Looking at the "decompiled" version, it's clearly cubic, not exponential. There are 6 type arguments to the outer instantiation of 'Class' in the field declaration; each of those arguments is itself an instantiation of 'Class' with 6 type arguments, each of which is a third level of instantiation of 'Class' with 6 type variable references, for a total of 216 (= 6^3) type variable references.
There's nothing exponential going on here. Note that in the expression 6^3, the number that's varying is the 6, not the 3. If it were the other way around, that would be exponential.

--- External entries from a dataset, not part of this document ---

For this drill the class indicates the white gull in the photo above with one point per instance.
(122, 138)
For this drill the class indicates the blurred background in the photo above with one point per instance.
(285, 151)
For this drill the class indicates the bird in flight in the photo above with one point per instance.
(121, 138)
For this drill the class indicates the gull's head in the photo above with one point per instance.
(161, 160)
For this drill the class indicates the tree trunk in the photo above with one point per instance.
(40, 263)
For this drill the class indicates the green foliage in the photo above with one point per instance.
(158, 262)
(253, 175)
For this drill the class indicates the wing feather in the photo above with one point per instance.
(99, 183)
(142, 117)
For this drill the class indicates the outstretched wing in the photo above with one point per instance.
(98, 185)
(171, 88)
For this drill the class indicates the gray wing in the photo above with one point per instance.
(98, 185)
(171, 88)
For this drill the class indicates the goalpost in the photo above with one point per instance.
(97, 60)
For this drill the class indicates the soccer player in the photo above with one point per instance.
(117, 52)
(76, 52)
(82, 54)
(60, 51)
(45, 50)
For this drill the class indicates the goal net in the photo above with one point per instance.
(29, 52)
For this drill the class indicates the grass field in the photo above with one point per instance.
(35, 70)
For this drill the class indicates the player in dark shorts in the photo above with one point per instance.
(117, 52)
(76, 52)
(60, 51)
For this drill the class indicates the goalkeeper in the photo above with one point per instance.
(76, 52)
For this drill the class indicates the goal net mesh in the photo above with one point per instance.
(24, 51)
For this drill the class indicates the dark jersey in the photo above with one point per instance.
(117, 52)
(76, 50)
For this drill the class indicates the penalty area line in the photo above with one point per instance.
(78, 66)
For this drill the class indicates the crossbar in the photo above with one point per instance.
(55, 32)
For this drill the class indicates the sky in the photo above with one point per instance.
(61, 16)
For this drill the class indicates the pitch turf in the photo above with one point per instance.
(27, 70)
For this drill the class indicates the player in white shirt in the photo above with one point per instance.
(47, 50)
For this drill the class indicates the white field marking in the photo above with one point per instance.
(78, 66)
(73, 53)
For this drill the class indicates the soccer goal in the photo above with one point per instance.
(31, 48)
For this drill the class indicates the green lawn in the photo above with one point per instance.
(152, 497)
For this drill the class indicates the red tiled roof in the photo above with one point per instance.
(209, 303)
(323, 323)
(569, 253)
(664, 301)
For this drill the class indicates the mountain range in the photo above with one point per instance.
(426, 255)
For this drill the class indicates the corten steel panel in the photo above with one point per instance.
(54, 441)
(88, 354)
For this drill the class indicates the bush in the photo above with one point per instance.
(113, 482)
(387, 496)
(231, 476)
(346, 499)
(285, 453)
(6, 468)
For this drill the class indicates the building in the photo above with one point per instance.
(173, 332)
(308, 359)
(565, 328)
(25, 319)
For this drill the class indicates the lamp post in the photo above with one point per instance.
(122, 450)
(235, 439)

I realize "exponential" has come into common use meaning just "growing very fast", and it's sometimes pedantic to insist on a distinction between polynomial growth and exponential growth, but in a discussion of algorithmic time complexity, we should get it right!
Ah, I see — it's cubic in the number of type parameters, but it's exponential in the depth of the type reference in the field declaration. My bad; I didn't read carefully enough.
Well, if you variate generic arity N, you are going to get N^3 which is exponential.
If you variate nest level M, you are indeed going to get 6 ^ N which is 'just' polynomial.
However, if you just look upon the code sample, in most case it is assumed that both N and M are variated, and if both of them are growing with same limiting behavior, then there is O(N^N) complexity. This complexity is even worse than factorial!
Oh crap... yeah. I meant O(N^3) and O(6^M). If both are varied - O(N^M), if both are increasing with same order of magnitude, then complexity can be written as O(N^N) which is O(N! * e^N / sqrt(N))
There's nothing exponential going on here. Note that in the expression 6^3, the number that's varying is the 6, not the 3. If it were the other way around, that would be exponential.
I realize "exponential" has come into common use meaning just "growing very fast", and it's sometimes pedantic to insist on a distinction between polynomial growth and exponential growth, but in a discussion of algorithmic time complexity, we should get it right!